Dr. Martin Luther King Jr. Remembered in Burlington, North Carolina (1968)

Marchers gather to hear organizers speak


April 4, 2008 marks the fortieth anniversary of the assassination of the Civil Rights leader Dr. Martin Luther King Jr. in Memphis, Tennessee. These images were taken in Burlington, North Carolina at a tribute to Dr. King’s life held just days after Dr. King was killed. They come from the Edward J. McCauley (b.1926–d.2003) Photographic Collection, in the North Carolina Collection Photographic Archives. McCauley was a photographer at the Burlington Times–News (newspaper) from 1949 to 1974. The image at the top of this entry appeared in the April 8, 1968 edition of the Times–News accompanying a story about the tribute/march held on April 7, 1968.

According to the article, over 300 people participated in the mile long march from First Baptist Church (on Apple Street) to City Hall, which was led by First Baptist’s Pastor, Dr. Harold J. Cobb. When he spoke to the group assembled at City Hall after the march, he began by saying “This is not a march on City Hall but a march to City Hall to awaken both colored and white and to say there will be no disorder here.” He went on to praise King’s message of equality and non–violence; closing his remarks by stating “We will and shall overcome.”

The Burlington Police monitored the march and blocked traffic to accommodate the large number of people involved. Due to the violence and rioting that erupted in many cities across the country as a result of Dr. King’s assassination, the Burlington Police prepared for the worst, and were relieved by the “orderly and reverent” manner of those involved in the tribute.

Organizers lead procession along North Church St.


Procession moves along North Church St.

5 thoughts on “Dr. Martin Luther King Jr. Remembered in Burlington, North Carolina (1968)”

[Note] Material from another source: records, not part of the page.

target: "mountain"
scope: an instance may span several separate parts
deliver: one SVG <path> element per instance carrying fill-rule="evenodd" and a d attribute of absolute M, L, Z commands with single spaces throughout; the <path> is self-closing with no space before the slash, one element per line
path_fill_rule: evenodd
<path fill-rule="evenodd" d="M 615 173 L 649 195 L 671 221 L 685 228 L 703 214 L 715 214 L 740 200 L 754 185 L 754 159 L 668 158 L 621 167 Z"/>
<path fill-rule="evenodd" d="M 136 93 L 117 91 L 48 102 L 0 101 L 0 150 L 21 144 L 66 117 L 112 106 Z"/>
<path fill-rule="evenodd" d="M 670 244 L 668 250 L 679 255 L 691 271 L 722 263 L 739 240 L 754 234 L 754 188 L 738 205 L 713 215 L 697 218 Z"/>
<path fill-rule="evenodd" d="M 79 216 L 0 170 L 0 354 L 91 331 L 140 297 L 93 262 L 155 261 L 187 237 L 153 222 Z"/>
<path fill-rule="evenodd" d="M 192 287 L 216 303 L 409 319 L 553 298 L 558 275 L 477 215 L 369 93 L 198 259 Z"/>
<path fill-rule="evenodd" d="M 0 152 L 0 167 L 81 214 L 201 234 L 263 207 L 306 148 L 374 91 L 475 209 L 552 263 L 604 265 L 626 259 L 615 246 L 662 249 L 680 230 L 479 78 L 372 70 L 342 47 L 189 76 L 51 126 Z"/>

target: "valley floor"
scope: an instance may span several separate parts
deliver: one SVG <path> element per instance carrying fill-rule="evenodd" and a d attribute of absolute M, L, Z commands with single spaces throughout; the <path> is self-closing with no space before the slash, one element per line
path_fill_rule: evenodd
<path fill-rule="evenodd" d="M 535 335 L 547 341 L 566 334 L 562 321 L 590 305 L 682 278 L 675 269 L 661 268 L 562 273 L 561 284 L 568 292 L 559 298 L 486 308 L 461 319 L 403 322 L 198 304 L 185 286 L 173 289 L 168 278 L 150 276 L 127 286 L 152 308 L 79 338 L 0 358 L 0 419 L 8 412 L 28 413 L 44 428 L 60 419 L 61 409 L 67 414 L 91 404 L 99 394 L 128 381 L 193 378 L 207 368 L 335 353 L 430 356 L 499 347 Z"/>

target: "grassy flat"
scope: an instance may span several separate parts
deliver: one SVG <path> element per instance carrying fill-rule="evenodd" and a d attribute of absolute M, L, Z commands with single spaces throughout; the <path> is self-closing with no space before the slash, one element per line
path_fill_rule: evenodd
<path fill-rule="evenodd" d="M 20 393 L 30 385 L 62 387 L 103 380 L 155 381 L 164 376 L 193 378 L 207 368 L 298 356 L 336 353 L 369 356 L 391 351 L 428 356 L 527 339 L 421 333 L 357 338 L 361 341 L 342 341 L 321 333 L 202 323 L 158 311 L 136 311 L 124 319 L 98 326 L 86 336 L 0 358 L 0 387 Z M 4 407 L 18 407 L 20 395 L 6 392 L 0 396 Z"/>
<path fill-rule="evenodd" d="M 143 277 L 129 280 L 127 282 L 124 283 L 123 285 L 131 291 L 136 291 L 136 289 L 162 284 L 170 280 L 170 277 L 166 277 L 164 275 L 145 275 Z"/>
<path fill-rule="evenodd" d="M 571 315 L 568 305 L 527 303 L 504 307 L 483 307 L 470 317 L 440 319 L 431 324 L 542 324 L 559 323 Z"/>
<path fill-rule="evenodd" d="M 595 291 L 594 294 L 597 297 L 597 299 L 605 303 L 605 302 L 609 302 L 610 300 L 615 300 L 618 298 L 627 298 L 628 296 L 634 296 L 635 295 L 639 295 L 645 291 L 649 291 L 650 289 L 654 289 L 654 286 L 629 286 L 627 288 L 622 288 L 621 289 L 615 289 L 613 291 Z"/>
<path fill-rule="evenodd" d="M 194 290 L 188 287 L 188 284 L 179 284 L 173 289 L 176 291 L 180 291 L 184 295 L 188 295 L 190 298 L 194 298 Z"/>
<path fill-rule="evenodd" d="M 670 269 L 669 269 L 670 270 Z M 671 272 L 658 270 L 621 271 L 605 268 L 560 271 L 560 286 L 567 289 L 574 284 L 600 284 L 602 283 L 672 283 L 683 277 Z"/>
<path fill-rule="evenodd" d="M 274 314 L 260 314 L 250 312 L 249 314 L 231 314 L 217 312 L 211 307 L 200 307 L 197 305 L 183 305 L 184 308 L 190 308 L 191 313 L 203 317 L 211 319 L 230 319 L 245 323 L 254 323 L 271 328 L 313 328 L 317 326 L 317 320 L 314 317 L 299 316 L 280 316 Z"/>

  1. Sorry for the off topic comment, but the 1st photo makes me so hungry! Zack’s hot dogs are the best! About 30 years ago Zack’s moved to the other end of the block around the corner from its location in the above photo. In high school, one lucky enough to get kicked out of English class was able to beat the high school crowd to Zack’s for lunch! After a few dogs, it was up the street to the Tasty Bakery (also shown in the photo). Yum!!!

  2. Every once in a while, down through the pages of time, the life and works of one man forever changes the lives of millions of people. Martin Luther King, Jr. was such a man.

  3. I was also in Burlington, NC, and adopted by people whom were white, but not racists (my brother and I are 6% black, but of course, they never knew). It was an interesting time, when your neighbors tell you the dangers a black republican coming to town (Martain Luther King, Jr, came and stayed in Burlington). Or yikes, the new High School, Cummings High School will have a black principal.. Truth is, the black protests in Burlington, and Greensboro, had support from lots of white folks, including my parents, and I never witnessed anything. (While they might support it, they did not go near any events). Were there racists? Yes, both sides. But, as it was the 60’s, the Blacks were coming out of a period of repression. I believe it ended in the 60’s. From my experience, blacks and whites have had the same opportunities during my lifetime. I have sat in black classrooms, and mostly white classrooms.